Louis Lambert was born at Montoire, a little town in the Vendomois,
where his father owned a tannery of no great magnitude, and intended
that his son should succeed him; but his precocious bent for study
modified the paternal decision. For, indeed, the tanner and his wife
adored Louis, their only child, and never contradicted him in
anything.
At the age of five Louis had begun by reading the Old and New
Testaments; and these two Books, including so many books, had sealed
his fate. Could that childish imagination understand the mystical
depths of the Scriptures? Could it so early follow the flight of the
Holy Spirit across the worlds? Or was it merely attracted by the
romantic touches which abound in those Oriental poems! Our narrative
will answer these questions to some readers.

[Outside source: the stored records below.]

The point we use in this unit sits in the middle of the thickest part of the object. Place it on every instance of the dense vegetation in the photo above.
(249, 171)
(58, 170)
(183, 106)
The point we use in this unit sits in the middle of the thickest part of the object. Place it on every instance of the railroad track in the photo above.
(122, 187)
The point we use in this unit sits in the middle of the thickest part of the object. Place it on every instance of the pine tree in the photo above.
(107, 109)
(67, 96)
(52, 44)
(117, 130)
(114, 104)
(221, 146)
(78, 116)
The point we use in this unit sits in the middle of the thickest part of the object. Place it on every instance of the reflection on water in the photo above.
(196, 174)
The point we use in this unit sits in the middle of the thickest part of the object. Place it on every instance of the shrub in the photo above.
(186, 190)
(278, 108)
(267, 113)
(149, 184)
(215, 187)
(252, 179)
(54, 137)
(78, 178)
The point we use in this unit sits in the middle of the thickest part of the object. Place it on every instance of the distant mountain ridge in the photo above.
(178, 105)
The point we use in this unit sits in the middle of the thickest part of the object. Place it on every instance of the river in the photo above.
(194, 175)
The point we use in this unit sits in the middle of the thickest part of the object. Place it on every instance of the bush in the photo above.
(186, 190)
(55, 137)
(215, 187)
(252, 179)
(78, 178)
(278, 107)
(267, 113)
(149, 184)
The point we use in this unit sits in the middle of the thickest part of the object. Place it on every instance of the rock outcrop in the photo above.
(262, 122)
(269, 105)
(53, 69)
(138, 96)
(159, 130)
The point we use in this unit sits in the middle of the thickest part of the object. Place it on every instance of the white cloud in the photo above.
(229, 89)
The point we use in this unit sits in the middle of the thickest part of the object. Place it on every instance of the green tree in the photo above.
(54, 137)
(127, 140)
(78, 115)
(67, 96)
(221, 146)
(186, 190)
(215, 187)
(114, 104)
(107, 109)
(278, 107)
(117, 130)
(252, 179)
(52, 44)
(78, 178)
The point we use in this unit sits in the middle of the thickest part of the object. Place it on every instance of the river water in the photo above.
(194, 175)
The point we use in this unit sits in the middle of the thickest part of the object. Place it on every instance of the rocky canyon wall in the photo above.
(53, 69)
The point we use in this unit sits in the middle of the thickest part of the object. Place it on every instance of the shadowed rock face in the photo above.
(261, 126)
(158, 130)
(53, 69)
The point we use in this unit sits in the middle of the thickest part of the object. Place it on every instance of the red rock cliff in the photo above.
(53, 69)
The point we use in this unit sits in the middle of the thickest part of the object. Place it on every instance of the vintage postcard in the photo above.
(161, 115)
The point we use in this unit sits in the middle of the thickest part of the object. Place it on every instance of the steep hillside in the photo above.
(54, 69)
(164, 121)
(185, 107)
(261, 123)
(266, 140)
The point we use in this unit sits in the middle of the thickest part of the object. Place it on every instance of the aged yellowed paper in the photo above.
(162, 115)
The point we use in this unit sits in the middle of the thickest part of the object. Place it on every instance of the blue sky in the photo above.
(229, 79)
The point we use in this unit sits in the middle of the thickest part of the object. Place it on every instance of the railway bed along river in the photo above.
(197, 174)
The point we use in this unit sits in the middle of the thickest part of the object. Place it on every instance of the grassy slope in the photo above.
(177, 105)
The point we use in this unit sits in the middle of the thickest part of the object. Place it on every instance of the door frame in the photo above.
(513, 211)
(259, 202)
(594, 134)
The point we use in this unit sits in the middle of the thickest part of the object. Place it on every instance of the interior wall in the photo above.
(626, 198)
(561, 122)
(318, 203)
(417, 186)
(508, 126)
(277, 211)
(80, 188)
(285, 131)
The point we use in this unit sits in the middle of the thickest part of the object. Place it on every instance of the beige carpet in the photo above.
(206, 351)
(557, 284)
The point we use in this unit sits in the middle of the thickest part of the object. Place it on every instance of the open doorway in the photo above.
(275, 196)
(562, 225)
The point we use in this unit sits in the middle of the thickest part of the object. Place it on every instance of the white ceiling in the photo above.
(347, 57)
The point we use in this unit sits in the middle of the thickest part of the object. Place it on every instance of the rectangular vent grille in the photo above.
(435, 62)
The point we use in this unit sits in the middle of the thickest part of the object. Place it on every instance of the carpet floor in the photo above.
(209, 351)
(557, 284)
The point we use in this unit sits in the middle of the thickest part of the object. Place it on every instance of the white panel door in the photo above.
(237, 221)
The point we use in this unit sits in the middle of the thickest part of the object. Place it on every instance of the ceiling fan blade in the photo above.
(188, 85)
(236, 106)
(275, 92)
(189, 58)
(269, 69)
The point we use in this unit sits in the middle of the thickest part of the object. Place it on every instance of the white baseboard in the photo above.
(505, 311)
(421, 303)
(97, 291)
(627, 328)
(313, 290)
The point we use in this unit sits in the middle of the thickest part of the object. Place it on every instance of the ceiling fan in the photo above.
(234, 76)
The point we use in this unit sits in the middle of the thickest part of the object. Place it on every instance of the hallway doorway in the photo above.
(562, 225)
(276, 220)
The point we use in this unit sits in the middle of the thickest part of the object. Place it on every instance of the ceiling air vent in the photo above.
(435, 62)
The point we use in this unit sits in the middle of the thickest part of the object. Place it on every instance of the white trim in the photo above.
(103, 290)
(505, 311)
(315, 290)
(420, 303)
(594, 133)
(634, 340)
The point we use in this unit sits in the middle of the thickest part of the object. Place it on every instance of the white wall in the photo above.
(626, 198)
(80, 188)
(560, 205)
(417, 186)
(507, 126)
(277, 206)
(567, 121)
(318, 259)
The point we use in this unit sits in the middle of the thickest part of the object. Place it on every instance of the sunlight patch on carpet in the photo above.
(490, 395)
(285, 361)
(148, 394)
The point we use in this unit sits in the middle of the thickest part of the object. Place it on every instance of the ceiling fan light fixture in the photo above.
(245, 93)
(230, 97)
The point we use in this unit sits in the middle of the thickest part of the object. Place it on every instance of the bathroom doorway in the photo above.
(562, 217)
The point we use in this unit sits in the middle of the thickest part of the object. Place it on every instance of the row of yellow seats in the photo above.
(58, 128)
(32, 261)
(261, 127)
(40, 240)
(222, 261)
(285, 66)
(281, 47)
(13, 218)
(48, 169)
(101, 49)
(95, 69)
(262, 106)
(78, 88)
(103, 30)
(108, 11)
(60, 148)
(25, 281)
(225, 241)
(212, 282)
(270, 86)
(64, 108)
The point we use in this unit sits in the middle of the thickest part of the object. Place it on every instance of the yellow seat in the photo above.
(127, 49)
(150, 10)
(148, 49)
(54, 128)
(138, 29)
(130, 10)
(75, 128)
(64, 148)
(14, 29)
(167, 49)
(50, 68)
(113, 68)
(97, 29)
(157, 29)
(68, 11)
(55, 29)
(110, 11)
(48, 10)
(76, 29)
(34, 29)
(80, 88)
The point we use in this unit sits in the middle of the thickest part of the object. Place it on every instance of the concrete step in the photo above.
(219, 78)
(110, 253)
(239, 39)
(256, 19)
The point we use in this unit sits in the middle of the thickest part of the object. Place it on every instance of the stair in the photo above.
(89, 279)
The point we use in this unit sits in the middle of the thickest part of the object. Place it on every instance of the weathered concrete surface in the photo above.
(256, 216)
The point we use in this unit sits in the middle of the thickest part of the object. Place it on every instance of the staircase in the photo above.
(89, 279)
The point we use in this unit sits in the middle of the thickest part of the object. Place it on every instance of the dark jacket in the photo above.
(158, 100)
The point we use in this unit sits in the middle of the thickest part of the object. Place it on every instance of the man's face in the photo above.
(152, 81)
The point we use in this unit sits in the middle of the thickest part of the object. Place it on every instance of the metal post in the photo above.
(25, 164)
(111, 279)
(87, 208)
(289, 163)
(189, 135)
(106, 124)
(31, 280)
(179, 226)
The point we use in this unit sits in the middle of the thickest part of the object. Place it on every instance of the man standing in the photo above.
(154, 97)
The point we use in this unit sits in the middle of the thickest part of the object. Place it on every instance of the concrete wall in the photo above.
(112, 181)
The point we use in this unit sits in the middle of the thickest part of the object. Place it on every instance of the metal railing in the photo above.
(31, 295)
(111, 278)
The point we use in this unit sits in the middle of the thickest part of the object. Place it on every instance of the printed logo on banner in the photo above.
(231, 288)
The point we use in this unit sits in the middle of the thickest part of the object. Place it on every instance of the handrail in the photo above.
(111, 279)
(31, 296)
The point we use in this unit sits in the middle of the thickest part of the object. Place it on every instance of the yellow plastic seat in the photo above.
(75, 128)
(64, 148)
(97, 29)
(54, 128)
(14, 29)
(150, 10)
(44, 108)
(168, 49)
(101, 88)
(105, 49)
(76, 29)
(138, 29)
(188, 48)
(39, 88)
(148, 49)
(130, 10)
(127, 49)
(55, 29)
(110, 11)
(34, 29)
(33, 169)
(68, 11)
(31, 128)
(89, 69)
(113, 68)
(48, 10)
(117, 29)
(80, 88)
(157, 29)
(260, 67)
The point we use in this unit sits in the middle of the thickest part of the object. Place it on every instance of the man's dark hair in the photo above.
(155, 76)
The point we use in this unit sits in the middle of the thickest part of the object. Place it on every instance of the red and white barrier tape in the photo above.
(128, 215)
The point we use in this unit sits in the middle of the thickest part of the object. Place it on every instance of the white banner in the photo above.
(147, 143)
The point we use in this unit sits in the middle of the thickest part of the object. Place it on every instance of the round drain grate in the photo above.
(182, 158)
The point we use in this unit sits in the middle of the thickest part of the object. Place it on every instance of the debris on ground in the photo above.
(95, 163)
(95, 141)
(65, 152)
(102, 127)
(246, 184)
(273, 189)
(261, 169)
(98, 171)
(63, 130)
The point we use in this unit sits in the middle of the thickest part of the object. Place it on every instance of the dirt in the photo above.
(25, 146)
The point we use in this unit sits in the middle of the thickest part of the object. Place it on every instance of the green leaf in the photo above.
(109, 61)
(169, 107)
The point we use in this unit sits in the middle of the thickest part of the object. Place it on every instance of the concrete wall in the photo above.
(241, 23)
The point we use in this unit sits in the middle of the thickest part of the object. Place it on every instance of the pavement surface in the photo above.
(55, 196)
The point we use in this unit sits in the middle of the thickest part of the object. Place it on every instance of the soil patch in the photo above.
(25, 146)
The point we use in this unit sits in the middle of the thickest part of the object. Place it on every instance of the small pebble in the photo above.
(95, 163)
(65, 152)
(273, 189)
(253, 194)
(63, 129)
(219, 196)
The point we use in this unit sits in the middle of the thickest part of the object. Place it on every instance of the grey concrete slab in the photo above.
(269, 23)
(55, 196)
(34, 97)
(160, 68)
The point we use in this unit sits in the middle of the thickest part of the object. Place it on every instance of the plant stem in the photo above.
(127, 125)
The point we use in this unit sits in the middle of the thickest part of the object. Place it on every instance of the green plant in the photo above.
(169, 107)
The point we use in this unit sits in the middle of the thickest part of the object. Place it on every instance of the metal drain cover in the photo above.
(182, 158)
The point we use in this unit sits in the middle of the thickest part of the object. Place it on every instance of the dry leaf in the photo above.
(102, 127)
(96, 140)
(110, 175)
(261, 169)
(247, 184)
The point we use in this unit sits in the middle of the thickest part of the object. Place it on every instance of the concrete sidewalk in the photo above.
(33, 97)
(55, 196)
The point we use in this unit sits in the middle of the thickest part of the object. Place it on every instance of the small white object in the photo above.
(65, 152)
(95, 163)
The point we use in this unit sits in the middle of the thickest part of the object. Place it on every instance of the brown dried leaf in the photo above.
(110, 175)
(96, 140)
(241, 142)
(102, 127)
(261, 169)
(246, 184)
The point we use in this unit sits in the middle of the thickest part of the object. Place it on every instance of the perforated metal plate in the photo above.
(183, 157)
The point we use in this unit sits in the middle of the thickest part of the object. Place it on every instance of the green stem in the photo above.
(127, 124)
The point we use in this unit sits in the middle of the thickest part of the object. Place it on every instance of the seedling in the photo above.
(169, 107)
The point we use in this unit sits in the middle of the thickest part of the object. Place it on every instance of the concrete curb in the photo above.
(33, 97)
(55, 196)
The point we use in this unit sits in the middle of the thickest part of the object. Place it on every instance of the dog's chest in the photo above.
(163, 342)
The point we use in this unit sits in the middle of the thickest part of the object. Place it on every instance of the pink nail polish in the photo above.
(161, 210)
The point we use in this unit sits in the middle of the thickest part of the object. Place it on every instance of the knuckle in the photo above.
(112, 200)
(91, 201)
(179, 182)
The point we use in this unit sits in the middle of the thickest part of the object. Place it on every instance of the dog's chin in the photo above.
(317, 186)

One thing resulted from this first reading of the Bible: Louis went
all over Montoire begging for books, and he obtained them by those
winning ways peculiar to children, which no one can resist. While
devoting himself to these studies under no sort of guidance, he
reached the age of ten.
At that period substitutes for the army were scarce; rich families
secured them long beforehand to have them ready when the lots were
drawn. The poor tanner's modest fortune did not allow of their
purchasing a substitute for their son, and they saw no means allowed
by law for evading the conscription but that of making him a priest;
so, in 1807, they sent him to his maternal uncle, the parish priest of
Mer, another small town on the Loire, not far from Blois. This
arrangement at once satisfied Louis' passion for knowledge, and his
parents' wish not to expose him to the dreadful chances of war; and,
indeed, his taste for study and precocious intelligence gave grounds
for hoping that he might rise to high fortunes in the Church.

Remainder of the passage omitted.